BVH, Not Full Rigid‑Body Physics

Locomotion uses a focused set of physics operations designed for character movement rather than a full rigid‑body solver:

  • Capsule vs Triangle Mesh

    • Collisions use a BVH shapecast against triangle meshes. This is fast, robust, and avoids complex contact solving.
  • Grounding & Float

    • A spring‑damper targets a small stand‑off above the surface, smoothing micro‑bumps and preventing jitter.
  • Parabolic Raycasts

    • Teleport and similar interactions raycast along an analytical parabolic trajectory. A broad‑phase AABB culls environments before segment tests.

Benefits:

  • Deterministic, allocation‑free hot path (no per‑frame garbage), predictable CPU use.
  • No physics step ordering problems with other rigid bodies.
  • Easy to integrate kinematic platforms by streaming transforms; velocities are derived for inheritance.

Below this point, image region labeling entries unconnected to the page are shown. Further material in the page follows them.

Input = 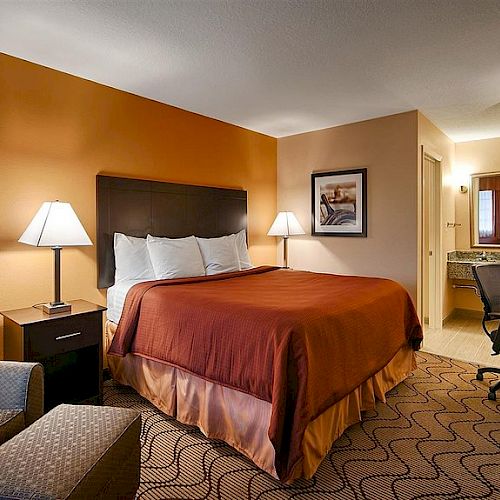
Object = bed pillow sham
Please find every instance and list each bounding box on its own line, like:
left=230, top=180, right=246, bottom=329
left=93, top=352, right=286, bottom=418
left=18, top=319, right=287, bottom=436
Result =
left=196, top=235, right=240, bottom=276
left=147, top=234, right=205, bottom=279
left=113, top=233, right=155, bottom=283
left=231, top=229, right=253, bottom=270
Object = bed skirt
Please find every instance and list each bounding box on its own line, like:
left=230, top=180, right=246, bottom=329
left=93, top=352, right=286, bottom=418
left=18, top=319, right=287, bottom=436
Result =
left=106, top=321, right=416, bottom=480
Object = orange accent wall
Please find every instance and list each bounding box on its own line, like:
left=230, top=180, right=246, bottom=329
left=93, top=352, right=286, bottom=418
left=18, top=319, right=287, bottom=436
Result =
left=0, top=54, right=277, bottom=352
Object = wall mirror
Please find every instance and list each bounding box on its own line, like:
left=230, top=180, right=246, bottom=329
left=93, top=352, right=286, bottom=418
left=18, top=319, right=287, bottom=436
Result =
left=470, top=172, right=500, bottom=247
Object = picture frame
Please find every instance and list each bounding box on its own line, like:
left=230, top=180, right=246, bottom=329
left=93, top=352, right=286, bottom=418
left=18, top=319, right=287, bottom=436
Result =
left=311, top=168, right=367, bottom=238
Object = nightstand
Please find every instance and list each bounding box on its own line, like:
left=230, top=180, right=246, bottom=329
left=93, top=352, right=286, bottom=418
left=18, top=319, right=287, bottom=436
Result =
left=0, top=300, right=106, bottom=411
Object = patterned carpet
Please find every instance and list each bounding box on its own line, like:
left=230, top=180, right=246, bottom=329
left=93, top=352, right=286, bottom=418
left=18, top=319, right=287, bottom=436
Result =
left=105, top=353, right=500, bottom=500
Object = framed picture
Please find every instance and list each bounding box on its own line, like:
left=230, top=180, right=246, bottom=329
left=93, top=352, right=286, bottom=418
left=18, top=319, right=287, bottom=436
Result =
left=311, top=168, right=366, bottom=238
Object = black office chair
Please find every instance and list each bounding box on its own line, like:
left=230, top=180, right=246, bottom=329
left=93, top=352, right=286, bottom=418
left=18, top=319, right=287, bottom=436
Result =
left=472, top=264, right=500, bottom=401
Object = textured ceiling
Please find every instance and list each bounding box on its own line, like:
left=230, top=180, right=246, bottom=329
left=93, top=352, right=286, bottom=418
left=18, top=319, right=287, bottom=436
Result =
left=0, top=0, right=500, bottom=141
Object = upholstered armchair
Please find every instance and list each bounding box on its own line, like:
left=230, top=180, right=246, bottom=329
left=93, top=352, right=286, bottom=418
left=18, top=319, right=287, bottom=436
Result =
left=0, top=361, right=43, bottom=445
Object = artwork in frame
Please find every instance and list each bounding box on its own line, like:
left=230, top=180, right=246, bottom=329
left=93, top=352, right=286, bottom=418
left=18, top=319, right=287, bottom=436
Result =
left=311, top=168, right=367, bottom=238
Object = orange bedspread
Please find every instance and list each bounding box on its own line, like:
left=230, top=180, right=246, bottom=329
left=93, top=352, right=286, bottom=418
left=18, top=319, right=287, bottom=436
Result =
left=109, top=267, right=422, bottom=481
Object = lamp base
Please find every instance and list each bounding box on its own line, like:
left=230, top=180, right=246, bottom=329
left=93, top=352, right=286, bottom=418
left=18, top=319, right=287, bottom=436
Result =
left=42, top=302, right=71, bottom=314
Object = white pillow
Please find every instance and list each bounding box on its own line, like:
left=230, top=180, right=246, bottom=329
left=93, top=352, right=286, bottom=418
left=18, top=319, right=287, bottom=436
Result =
left=196, top=235, right=240, bottom=276
left=147, top=234, right=205, bottom=279
left=231, top=229, right=253, bottom=270
left=114, top=233, right=155, bottom=282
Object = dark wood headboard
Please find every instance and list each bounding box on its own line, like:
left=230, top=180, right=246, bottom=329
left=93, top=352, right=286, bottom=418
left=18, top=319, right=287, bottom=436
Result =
left=97, top=175, right=247, bottom=288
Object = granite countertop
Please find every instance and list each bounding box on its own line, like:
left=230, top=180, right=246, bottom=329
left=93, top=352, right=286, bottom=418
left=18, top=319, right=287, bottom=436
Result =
left=447, top=250, right=500, bottom=281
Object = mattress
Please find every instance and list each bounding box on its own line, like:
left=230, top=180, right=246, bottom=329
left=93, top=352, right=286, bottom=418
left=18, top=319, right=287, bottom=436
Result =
left=106, top=280, right=153, bottom=324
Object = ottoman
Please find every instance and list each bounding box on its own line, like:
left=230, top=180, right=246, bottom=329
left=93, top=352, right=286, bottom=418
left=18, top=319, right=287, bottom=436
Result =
left=0, top=405, right=141, bottom=500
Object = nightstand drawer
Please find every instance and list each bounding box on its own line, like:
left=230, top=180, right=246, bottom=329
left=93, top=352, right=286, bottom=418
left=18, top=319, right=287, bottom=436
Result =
left=26, top=312, right=101, bottom=360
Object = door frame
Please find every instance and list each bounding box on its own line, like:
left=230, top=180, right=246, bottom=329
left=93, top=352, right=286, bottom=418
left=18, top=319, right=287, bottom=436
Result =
left=417, top=145, right=444, bottom=328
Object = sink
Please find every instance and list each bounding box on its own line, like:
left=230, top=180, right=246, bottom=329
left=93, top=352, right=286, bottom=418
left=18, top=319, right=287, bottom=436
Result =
left=447, top=250, right=500, bottom=281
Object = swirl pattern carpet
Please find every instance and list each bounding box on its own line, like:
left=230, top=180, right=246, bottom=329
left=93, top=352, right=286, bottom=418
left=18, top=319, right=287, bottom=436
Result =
left=105, top=352, right=500, bottom=500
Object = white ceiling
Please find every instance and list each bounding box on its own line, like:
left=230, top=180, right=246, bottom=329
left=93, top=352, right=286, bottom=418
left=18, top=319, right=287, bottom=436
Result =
left=0, top=0, right=500, bottom=141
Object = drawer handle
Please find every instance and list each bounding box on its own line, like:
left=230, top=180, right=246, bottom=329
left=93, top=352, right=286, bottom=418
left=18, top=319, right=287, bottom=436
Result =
left=56, top=332, right=82, bottom=340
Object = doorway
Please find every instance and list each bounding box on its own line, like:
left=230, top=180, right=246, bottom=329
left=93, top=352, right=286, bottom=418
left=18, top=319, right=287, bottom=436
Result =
left=421, top=148, right=443, bottom=328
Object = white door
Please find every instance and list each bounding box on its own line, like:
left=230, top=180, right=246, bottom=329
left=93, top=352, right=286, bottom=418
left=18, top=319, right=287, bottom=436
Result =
left=422, top=154, right=442, bottom=328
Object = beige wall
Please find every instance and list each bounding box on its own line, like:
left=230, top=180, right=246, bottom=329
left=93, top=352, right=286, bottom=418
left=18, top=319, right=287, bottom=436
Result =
left=0, top=55, right=276, bottom=355
left=278, top=111, right=417, bottom=299
left=418, top=113, right=456, bottom=319
left=455, top=138, right=500, bottom=311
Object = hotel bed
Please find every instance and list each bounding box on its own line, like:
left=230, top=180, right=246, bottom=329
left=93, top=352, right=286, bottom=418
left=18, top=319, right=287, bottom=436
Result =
left=98, top=177, right=422, bottom=482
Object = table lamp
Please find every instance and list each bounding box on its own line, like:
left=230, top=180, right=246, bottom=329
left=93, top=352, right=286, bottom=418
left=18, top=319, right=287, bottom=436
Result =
left=19, top=200, right=92, bottom=314
left=267, top=212, right=306, bottom=268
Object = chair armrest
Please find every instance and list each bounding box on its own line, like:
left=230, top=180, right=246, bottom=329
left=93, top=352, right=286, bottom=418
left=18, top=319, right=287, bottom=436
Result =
left=0, top=361, right=43, bottom=426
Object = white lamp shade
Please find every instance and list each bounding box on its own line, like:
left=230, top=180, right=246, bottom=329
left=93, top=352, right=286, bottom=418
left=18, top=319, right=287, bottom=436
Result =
left=19, top=201, right=92, bottom=247
left=267, top=212, right=306, bottom=236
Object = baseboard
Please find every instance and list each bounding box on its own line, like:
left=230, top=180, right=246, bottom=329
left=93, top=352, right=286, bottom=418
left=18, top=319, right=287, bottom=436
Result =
left=443, top=307, right=484, bottom=325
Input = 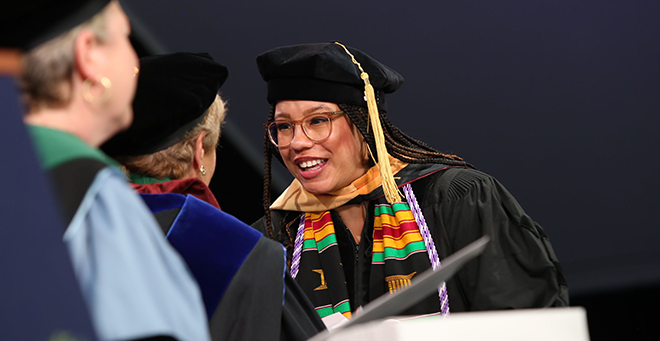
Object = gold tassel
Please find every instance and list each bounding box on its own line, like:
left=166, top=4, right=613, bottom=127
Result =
left=335, top=42, right=401, bottom=204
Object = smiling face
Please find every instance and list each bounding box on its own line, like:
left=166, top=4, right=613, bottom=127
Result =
left=275, top=101, right=368, bottom=194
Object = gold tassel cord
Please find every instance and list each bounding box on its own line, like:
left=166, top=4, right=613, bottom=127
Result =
left=335, top=42, right=401, bottom=204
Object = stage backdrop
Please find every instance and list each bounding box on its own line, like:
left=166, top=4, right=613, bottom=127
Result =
left=124, top=0, right=660, bottom=295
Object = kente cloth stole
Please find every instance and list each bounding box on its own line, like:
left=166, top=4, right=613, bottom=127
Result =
left=291, top=185, right=449, bottom=318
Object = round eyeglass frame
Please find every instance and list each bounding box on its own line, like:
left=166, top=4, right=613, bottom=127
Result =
left=264, top=110, right=345, bottom=148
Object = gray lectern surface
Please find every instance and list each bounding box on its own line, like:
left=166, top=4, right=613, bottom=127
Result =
left=310, top=236, right=490, bottom=341
left=0, top=75, right=96, bottom=341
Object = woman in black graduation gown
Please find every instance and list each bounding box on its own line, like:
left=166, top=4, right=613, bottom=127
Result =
left=102, top=52, right=324, bottom=341
left=253, top=43, right=568, bottom=317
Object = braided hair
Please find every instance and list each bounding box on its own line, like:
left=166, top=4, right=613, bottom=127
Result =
left=263, top=104, right=475, bottom=250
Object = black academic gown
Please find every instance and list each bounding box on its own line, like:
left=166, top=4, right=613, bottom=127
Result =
left=140, top=193, right=325, bottom=341
left=253, top=164, right=568, bottom=314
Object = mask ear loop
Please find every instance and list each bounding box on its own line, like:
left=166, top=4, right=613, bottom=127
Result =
left=335, top=42, right=401, bottom=204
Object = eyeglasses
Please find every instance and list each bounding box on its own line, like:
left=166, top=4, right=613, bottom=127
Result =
left=266, top=111, right=344, bottom=148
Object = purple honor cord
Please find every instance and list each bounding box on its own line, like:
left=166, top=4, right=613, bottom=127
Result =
left=291, top=184, right=449, bottom=316
left=403, top=184, right=449, bottom=316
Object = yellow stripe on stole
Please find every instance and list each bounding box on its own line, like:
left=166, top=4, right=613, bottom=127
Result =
left=373, top=231, right=424, bottom=252
left=303, top=212, right=335, bottom=242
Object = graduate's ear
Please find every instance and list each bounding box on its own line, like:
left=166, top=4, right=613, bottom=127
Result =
left=193, top=131, right=206, bottom=173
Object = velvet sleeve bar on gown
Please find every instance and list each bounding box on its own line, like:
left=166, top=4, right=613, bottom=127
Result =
left=422, top=169, right=568, bottom=311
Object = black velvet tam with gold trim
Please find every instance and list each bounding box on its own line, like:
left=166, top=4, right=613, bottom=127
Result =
left=257, top=43, right=403, bottom=110
left=101, top=52, right=228, bottom=156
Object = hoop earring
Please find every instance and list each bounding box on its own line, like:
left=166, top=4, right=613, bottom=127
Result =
left=82, top=77, right=112, bottom=104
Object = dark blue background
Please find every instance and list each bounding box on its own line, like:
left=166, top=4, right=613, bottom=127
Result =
left=0, top=74, right=95, bottom=341
left=124, top=0, right=660, bottom=295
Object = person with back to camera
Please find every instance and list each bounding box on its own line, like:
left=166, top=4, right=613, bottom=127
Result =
left=253, top=43, right=568, bottom=317
left=102, top=52, right=324, bottom=341
left=0, top=0, right=209, bottom=340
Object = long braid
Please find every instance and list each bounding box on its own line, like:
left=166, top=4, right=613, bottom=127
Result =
left=263, top=106, right=293, bottom=252
left=339, top=104, right=475, bottom=168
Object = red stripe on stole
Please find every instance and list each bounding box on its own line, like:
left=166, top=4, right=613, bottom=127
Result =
left=310, top=211, right=332, bottom=232
left=374, top=221, right=419, bottom=239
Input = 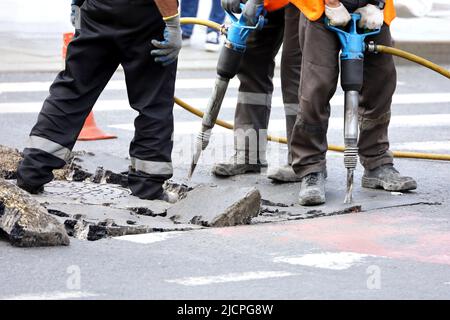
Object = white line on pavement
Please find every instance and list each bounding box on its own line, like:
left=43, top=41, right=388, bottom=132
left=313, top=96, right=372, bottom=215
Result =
left=114, top=232, right=185, bottom=244
left=0, top=93, right=450, bottom=113
left=166, top=271, right=298, bottom=286
left=0, top=291, right=99, bottom=300
left=273, top=252, right=376, bottom=270
left=392, top=140, right=450, bottom=151
left=110, top=114, right=450, bottom=134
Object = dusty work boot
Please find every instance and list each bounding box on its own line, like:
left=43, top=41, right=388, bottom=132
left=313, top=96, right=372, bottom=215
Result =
left=212, top=155, right=267, bottom=177
left=267, top=165, right=302, bottom=183
left=362, top=164, right=417, bottom=192
left=299, top=172, right=325, bottom=206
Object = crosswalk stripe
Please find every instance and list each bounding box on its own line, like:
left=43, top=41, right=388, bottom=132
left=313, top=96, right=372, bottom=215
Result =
left=392, top=141, right=450, bottom=151
left=166, top=271, right=298, bottom=286
left=0, top=291, right=99, bottom=300
left=0, top=93, right=450, bottom=113
left=110, top=114, right=450, bottom=134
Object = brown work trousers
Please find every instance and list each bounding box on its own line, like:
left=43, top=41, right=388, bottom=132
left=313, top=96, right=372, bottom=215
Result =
left=291, top=14, right=397, bottom=177
left=235, top=4, right=301, bottom=164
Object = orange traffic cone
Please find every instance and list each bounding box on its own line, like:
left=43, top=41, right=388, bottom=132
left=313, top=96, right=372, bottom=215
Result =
left=78, top=112, right=117, bottom=141
left=62, top=32, right=117, bottom=141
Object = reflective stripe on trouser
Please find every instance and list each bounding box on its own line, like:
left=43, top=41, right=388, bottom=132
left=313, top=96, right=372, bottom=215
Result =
left=291, top=15, right=396, bottom=176
left=18, top=0, right=176, bottom=199
left=235, top=5, right=301, bottom=163
left=281, top=3, right=302, bottom=164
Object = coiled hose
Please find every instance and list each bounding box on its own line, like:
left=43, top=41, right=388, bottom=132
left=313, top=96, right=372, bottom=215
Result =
left=175, top=18, right=450, bottom=161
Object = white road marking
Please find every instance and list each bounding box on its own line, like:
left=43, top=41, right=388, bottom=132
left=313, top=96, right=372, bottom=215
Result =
left=273, top=252, right=376, bottom=270
left=110, top=114, right=450, bottom=135
left=0, top=291, right=99, bottom=300
left=0, top=93, right=450, bottom=113
left=114, top=232, right=186, bottom=244
left=392, top=140, right=450, bottom=151
left=166, top=271, right=298, bottom=286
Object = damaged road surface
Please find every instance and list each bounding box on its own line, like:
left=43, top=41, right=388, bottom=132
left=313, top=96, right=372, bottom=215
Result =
left=0, top=146, right=440, bottom=245
left=0, top=179, right=69, bottom=247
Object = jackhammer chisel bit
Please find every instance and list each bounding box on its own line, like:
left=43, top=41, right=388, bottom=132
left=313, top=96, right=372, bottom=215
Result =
left=325, top=14, right=380, bottom=204
left=188, top=76, right=230, bottom=179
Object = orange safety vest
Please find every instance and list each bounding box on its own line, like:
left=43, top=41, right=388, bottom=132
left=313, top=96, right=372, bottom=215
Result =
left=290, top=0, right=396, bottom=25
left=264, top=0, right=289, bottom=11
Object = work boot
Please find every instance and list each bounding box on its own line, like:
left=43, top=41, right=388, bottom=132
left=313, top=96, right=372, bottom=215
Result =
left=362, top=164, right=417, bottom=192
left=267, top=165, right=302, bottom=183
left=299, top=172, right=325, bottom=206
left=212, top=155, right=267, bottom=177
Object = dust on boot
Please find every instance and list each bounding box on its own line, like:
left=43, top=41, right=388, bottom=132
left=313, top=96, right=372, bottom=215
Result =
left=362, top=164, right=417, bottom=192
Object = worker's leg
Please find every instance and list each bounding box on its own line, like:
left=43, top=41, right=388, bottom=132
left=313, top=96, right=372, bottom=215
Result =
left=359, top=25, right=397, bottom=170
left=359, top=25, right=417, bottom=191
left=267, top=4, right=302, bottom=183
left=281, top=3, right=302, bottom=164
left=119, top=2, right=177, bottom=200
left=213, top=10, right=284, bottom=176
left=17, top=0, right=119, bottom=192
left=291, top=15, right=340, bottom=177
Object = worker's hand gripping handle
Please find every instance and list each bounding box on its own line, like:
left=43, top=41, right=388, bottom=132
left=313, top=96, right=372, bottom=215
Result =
left=226, top=3, right=266, bottom=51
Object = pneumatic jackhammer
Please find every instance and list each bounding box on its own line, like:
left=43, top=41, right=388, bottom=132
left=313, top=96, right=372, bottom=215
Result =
left=325, top=13, right=381, bottom=204
left=189, top=4, right=265, bottom=179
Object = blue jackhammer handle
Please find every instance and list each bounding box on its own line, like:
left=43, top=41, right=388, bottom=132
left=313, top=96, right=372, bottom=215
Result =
left=225, top=3, right=265, bottom=30
left=325, top=13, right=381, bottom=37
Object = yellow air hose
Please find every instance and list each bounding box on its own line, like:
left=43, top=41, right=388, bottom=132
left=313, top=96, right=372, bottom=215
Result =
left=175, top=18, right=450, bottom=161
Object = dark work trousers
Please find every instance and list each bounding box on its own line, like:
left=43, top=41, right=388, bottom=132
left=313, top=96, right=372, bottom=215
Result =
left=291, top=14, right=397, bottom=176
left=235, top=4, right=302, bottom=164
left=18, top=0, right=177, bottom=199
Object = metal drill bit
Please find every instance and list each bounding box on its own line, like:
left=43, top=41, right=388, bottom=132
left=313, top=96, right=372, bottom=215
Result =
left=344, top=169, right=355, bottom=204
left=188, top=142, right=203, bottom=180
left=188, top=76, right=230, bottom=179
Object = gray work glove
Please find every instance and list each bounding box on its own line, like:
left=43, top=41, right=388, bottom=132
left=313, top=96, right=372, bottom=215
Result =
left=151, top=15, right=183, bottom=66
left=325, top=3, right=352, bottom=27
left=70, top=4, right=81, bottom=29
left=355, top=4, right=384, bottom=30
left=222, top=0, right=242, bottom=13
left=242, top=0, right=264, bottom=26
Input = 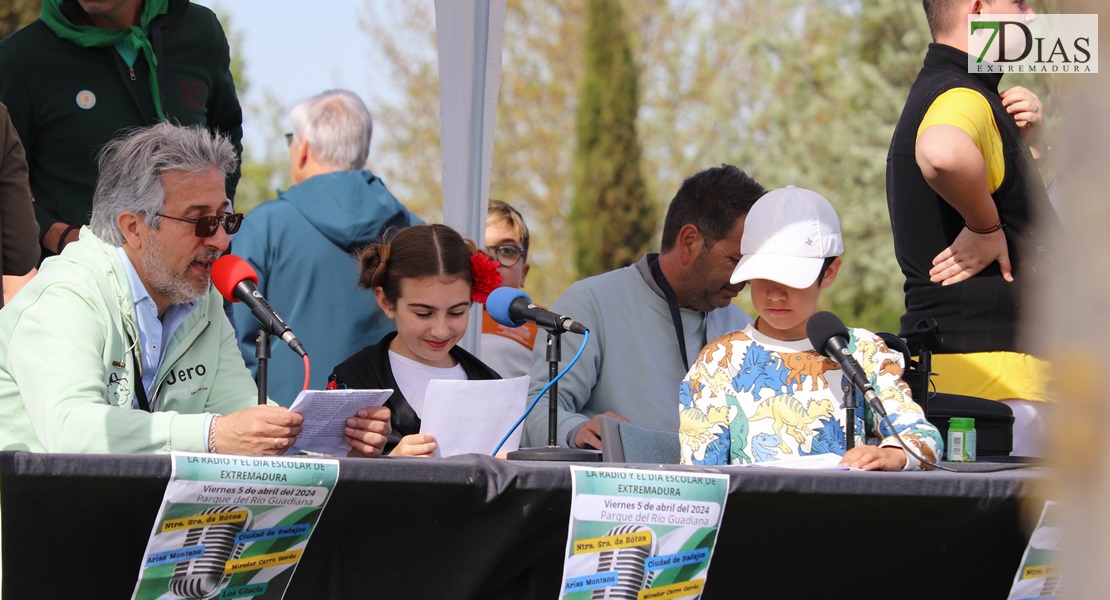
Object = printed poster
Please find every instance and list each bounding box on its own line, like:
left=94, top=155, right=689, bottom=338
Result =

Environment Registration & Kinematic Platforms

  • Static Environments

    • Walkable hierarchies are merged to a single geometry and indexed once. World scale is normalized to 1 at the root for stable math.
  • Kinematic Environments

    • Mark moving platforms as kinematic. The SDK streams updated world matrices each frame; the engine computes delta position/rotation and a velocity vector that is added while grounded.
    • The BVH is refit only when motion occurs; small motions are cheap.

Practical Tips

  • Author level meshes with clean topology; avoid extremely thin features that can snag a capsule.
  • Keep player collider assumptions in mind (≈1.8 m height, 0.5 m radius by default) when sizing stairs and doorways.
  • For very large levels, segment into multiple environments so BVH bounds cull more aggressively.
  • Avoid per‑frame environment rebuilds; use kinematic updates instead of re‑adding geometry.